Kenaikan Iuran BPJS Langgar UU

BANDUNG – Peradilan merupakan salah satu unsur trias politica yang memiliki fungsi mengawasi pelaksanaan hukum, termasuk mengawasi pelaksanaaan peraturan perundang-undangan. Guru Besar Hukum Tata Negara Universitas Padjajaran, Susi Dwi Harijanti turut menanggapi polemik kenaikan iuran BPJS yang akan diterapkan pada Juli mendatang.

”Mahkamah Agung (MA) telah membatalkan UU NO. 75 Tahun 2019 dengan alasan yuridis, sosiologis, dan filosofis,” ujar Susi kepada Jabar Ekspres, Rabu (27/5).

Lebih lanjut dia mengatakan terdapat beberapa hal yang perlu digaris bawahi dalam putusan MA. Antara lain kecurangan dalam pengelolaan dan pelaksanaan program jaminan sosial oleh BPJS yang menyebabkan terjadinya defisit dana jaminan kesehatan tidak boleh dibebankan kepada masyarakat dengan menaikkan iuran.

Tak hanya itu, Susi juga berpendapat bahwa kenaikan iuran ini bertentangan dengan asas-asas yang ada dalam pasal 2 UU No. 40 Tahun 2004 tentang Sistem Jaminan Sosial dan pasal 2 UU No. 24 Tahun 2011 tentang Badan Penyelenggara Jaminan Sosial di mana kedua pasal tersebut memuat asas-asas kemanusiaan, manfaat, dan keadilan sosial.

”Hal lain yang perlu digaris bawahi apabila ketentuan yang menaikkan secara sepihak untuk menutupi defisit, BPJS telah melanggar asas pemberian pertimbangan secara adil dan berimbang, kenaikan tersebut tidak tepat dan tidak sesuai dengan rasa keadilan masyarakat. Putusan MA pada dasarnya merupakan hukum yang harus ditaati. Karena penolakan terhadap  putusan tersebut mengakibatkan ketidaktertiban hukum yang pada akhirnya menggoyahkan kepastian hukum,” papar Susi.

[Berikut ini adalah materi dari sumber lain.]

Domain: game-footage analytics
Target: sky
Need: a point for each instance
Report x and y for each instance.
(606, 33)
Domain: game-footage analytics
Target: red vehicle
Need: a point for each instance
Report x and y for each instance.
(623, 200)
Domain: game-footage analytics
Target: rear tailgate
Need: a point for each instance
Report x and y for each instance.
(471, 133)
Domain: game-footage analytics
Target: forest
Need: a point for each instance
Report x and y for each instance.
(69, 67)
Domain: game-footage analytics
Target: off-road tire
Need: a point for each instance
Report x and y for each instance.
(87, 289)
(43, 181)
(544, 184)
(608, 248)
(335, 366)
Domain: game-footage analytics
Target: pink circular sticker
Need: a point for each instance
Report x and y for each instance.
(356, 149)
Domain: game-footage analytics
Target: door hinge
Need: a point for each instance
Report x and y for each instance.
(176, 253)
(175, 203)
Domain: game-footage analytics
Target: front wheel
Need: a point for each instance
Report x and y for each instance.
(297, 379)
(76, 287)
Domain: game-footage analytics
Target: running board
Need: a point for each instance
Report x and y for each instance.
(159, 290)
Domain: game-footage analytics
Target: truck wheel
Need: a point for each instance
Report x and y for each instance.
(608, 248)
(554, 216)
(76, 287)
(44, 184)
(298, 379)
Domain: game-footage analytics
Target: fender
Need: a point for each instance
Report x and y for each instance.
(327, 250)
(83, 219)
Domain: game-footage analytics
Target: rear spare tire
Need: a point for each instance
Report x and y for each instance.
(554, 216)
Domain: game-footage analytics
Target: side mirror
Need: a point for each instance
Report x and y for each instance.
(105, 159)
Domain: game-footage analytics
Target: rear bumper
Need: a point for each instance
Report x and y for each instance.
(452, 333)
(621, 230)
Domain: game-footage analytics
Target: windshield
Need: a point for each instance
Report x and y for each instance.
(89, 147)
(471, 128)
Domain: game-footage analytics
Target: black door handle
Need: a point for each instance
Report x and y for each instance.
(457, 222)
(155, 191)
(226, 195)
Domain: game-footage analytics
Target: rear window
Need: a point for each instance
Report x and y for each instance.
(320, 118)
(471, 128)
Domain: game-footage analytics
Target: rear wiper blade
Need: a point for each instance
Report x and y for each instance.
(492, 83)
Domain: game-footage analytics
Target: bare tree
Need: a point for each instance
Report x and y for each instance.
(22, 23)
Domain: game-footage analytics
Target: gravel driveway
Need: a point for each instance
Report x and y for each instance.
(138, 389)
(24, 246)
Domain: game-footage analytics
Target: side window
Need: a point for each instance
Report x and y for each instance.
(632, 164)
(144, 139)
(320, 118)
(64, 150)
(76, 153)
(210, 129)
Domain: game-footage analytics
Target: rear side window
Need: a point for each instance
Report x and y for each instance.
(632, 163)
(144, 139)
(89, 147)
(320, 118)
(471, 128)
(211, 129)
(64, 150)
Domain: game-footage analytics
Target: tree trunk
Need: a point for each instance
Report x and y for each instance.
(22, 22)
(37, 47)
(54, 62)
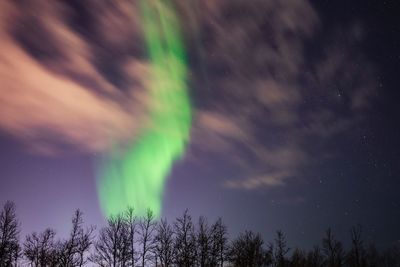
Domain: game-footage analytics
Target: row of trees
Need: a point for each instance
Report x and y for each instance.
(127, 240)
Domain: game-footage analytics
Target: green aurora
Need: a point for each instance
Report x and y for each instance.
(135, 176)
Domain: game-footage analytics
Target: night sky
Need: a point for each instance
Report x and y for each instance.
(295, 112)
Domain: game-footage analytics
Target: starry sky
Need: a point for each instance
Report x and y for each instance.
(295, 112)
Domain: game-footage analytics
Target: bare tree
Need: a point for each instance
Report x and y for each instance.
(185, 241)
(9, 231)
(315, 258)
(281, 249)
(298, 259)
(147, 227)
(72, 252)
(219, 235)
(247, 251)
(131, 221)
(112, 246)
(204, 244)
(39, 249)
(356, 256)
(333, 250)
(164, 243)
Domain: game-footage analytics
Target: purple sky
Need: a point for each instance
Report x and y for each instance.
(295, 121)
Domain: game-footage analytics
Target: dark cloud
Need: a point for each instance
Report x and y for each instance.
(277, 84)
(268, 81)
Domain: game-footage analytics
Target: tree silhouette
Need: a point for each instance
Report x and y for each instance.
(147, 227)
(247, 251)
(72, 252)
(185, 241)
(9, 231)
(356, 256)
(333, 250)
(127, 239)
(40, 249)
(280, 250)
(131, 220)
(164, 243)
(219, 241)
(112, 246)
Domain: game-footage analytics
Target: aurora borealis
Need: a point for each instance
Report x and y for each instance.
(271, 114)
(135, 176)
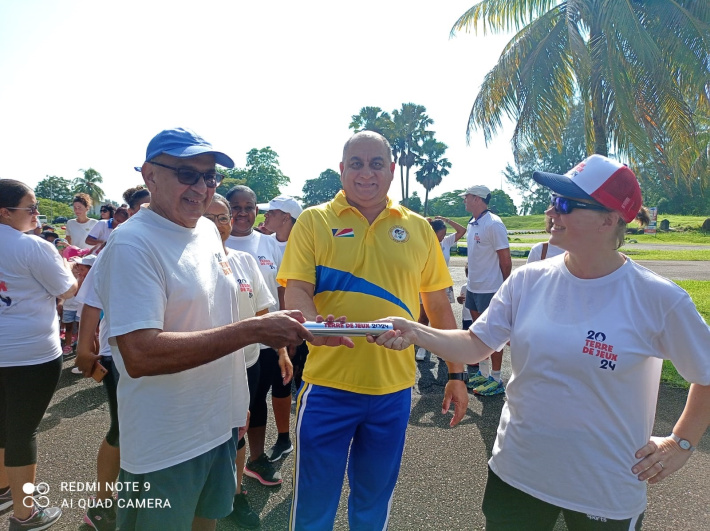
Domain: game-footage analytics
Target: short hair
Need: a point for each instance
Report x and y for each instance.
(217, 198)
(12, 192)
(135, 194)
(240, 188)
(437, 225)
(84, 199)
(369, 134)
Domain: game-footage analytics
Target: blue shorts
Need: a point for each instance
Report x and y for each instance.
(204, 486)
(478, 302)
(329, 424)
(70, 316)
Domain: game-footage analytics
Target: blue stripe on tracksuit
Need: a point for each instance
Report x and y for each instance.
(327, 422)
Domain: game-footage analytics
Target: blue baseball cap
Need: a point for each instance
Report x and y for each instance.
(184, 143)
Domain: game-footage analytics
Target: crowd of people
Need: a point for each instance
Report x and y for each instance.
(220, 323)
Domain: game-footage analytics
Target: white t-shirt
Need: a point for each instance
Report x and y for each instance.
(157, 274)
(102, 230)
(267, 254)
(484, 237)
(79, 231)
(536, 252)
(586, 356)
(253, 296)
(32, 275)
(87, 295)
(446, 244)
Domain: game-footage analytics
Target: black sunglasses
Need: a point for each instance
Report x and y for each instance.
(565, 205)
(191, 177)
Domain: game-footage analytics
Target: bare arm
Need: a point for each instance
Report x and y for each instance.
(150, 352)
(505, 262)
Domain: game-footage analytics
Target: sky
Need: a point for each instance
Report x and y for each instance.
(88, 84)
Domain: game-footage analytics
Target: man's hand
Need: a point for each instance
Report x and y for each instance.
(660, 457)
(457, 393)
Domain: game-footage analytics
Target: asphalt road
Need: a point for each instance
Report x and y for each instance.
(443, 473)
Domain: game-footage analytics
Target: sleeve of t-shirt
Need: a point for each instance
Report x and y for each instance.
(133, 289)
(435, 275)
(47, 267)
(500, 236)
(261, 290)
(535, 253)
(683, 338)
(299, 259)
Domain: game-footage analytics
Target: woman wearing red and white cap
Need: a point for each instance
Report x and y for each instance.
(590, 328)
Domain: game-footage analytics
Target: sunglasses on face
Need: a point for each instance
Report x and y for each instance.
(32, 209)
(190, 177)
(565, 205)
(222, 219)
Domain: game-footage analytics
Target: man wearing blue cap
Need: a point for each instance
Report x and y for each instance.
(170, 302)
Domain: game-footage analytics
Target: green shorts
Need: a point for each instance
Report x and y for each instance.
(170, 498)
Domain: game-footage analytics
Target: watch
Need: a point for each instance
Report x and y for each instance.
(684, 444)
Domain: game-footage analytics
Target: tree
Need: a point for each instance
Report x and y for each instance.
(433, 167)
(263, 174)
(502, 204)
(321, 189)
(88, 184)
(641, 69)
(55, 188)
(448, 204)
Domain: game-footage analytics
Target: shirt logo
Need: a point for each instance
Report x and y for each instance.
(343, 233)
(399, 234)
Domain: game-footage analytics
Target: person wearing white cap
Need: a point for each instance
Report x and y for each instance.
(489, 264)
(575, 431)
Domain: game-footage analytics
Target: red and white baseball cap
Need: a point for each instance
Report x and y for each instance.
(598, 178)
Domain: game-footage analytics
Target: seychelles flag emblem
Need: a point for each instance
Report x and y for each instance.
(343, 233)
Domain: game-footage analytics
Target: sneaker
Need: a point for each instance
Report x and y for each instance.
(6, 500)
(101, 518)
(476, 380)
(263, 471)
(242, 514)
(279, 450)
(41, 518)
(490, 388)
(421, 354)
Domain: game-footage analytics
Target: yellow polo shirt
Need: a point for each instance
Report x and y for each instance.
(364, 272)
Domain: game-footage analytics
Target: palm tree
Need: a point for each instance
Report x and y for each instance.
(433, 167)
(89, 184)
(640, 68)
(410, 130)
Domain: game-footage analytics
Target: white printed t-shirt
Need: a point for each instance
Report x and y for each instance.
(253, 296)
(585, 374)
(79, 231)
(485, 236)
(157, 274)
(32, 275)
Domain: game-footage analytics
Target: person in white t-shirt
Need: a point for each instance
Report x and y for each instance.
(542, 250)
(32, 276)
(438, 224)
(574, 332)
(78, 229)
(169, 299)
(254, 298)
(268, 255)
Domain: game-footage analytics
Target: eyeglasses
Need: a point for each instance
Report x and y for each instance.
(32, 209)
(565, 205)
(222, 219)
(191, 177)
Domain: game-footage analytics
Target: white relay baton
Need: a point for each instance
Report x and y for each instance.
(337, 328)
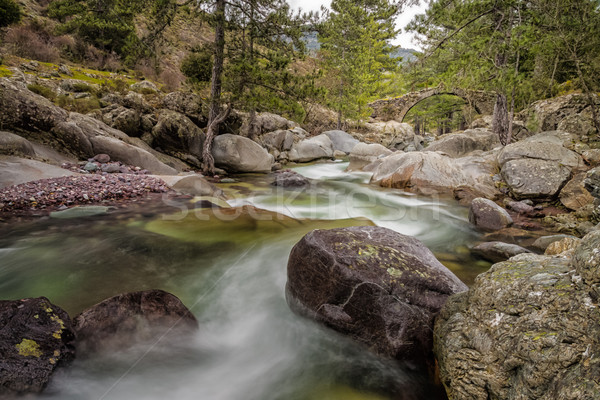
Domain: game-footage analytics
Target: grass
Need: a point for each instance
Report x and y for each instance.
(4, 71)
(42, 91)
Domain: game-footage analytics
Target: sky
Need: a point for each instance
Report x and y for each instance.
(404, 39)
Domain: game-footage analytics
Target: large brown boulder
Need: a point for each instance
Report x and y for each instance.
(127, 319)
(377, 286)
(527, 329)
(539, 166)
(177, 135)
(236, 153)
(35, 338)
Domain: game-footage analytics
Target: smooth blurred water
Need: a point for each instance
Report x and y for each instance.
(231, 274)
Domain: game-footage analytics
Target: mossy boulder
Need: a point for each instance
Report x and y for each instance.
(529, 328)
(375, 285)
(152, 317)
(35, 338)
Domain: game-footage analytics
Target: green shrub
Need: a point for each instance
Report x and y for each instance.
(82, 88)
(10, 13)
(197, 66)
(42, 91)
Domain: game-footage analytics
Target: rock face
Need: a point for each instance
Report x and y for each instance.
(35, 338)
(312, 149)
(127, 319)
(15, 170)
(489, 216)
(79, 135)
(538, 167)
(379, 287)
(564, 112)
(176, 134)
(463, 143)
(574, 195)
(432, 172)
(592, 182)
(289, 179)
(364, 154)
(11, 144)
(527, 329)
(188, 104)
(341, 140)
(281, 140)
(239, 154)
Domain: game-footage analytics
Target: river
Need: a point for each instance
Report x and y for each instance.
(229, 268)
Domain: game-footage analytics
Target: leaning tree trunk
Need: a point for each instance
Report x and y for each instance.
(214, 117)
(500, 122)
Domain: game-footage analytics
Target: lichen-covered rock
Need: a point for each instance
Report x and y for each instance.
(527, 329)
(380, 287)
(288, 179)
(542, 243)
(35, 338)
(433, 172)
(462, 143)
(574, 195)
(188, 104)
(364, 154)
(236, 153)
(539, 166)
(176, 135)
(341, 140)
(281, 140)
(592, 182)
(311, 149)
(11, 144)
(487, 215)
(128, 319)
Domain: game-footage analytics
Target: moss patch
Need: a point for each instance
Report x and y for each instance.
(29, 348)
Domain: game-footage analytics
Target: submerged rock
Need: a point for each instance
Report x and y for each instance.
(122, 321)
(527, 329)
(487, 215)
(35, 338)
(377, 286)
(462, 143)
(290, 179)
(498, 251)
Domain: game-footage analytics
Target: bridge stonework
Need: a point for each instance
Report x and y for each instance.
(397, 108)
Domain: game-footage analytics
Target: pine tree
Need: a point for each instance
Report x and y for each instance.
(256, 43)
(356, 53)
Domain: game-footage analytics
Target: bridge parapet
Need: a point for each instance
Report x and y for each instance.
(397, 108)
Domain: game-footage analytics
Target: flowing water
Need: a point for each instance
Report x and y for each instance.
(229, 267)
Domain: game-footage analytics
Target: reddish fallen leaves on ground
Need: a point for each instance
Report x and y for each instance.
(76, 190)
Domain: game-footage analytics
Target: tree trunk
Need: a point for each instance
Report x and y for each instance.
(500, 123)
(208, 161)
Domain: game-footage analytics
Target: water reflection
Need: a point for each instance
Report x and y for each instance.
(231, 273)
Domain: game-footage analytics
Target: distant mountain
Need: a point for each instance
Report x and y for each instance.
(313, 45)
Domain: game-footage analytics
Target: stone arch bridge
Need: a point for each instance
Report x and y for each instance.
(397, 108)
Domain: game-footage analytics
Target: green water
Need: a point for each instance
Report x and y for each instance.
(229, 268)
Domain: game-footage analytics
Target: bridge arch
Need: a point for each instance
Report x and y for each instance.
(397, 108)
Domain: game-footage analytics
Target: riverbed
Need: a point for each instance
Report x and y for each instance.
(229, 267)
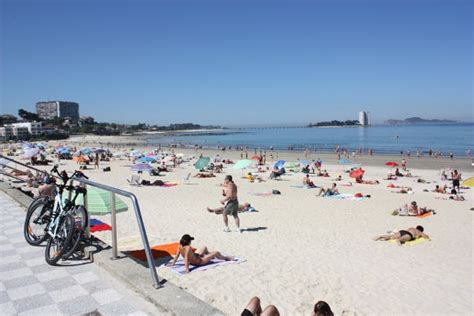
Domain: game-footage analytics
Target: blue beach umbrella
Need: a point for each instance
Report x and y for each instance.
(202, 162)
(146, 159)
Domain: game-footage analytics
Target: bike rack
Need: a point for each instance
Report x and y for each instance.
(113, 191)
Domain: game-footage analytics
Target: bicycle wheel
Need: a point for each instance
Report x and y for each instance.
(37, 220)
(81, 219)
(57, 245)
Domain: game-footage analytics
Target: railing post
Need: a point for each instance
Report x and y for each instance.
(114, 226)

Berikutnya Susi menjelaskan bahwa berdasarkan pasal 4 ayat 1 UUD 1945, Presiden berwenang menerbitkan Perpres karena Presiden berwenag menyelenggarakan pemerintah. Kendati demikian, Susi juga mempertanyakan apakah penerbitan Perpres No. 64 Tahun 2020 sejalan dengan asas yuridis, sosiologis, dan filosofis atau tidak.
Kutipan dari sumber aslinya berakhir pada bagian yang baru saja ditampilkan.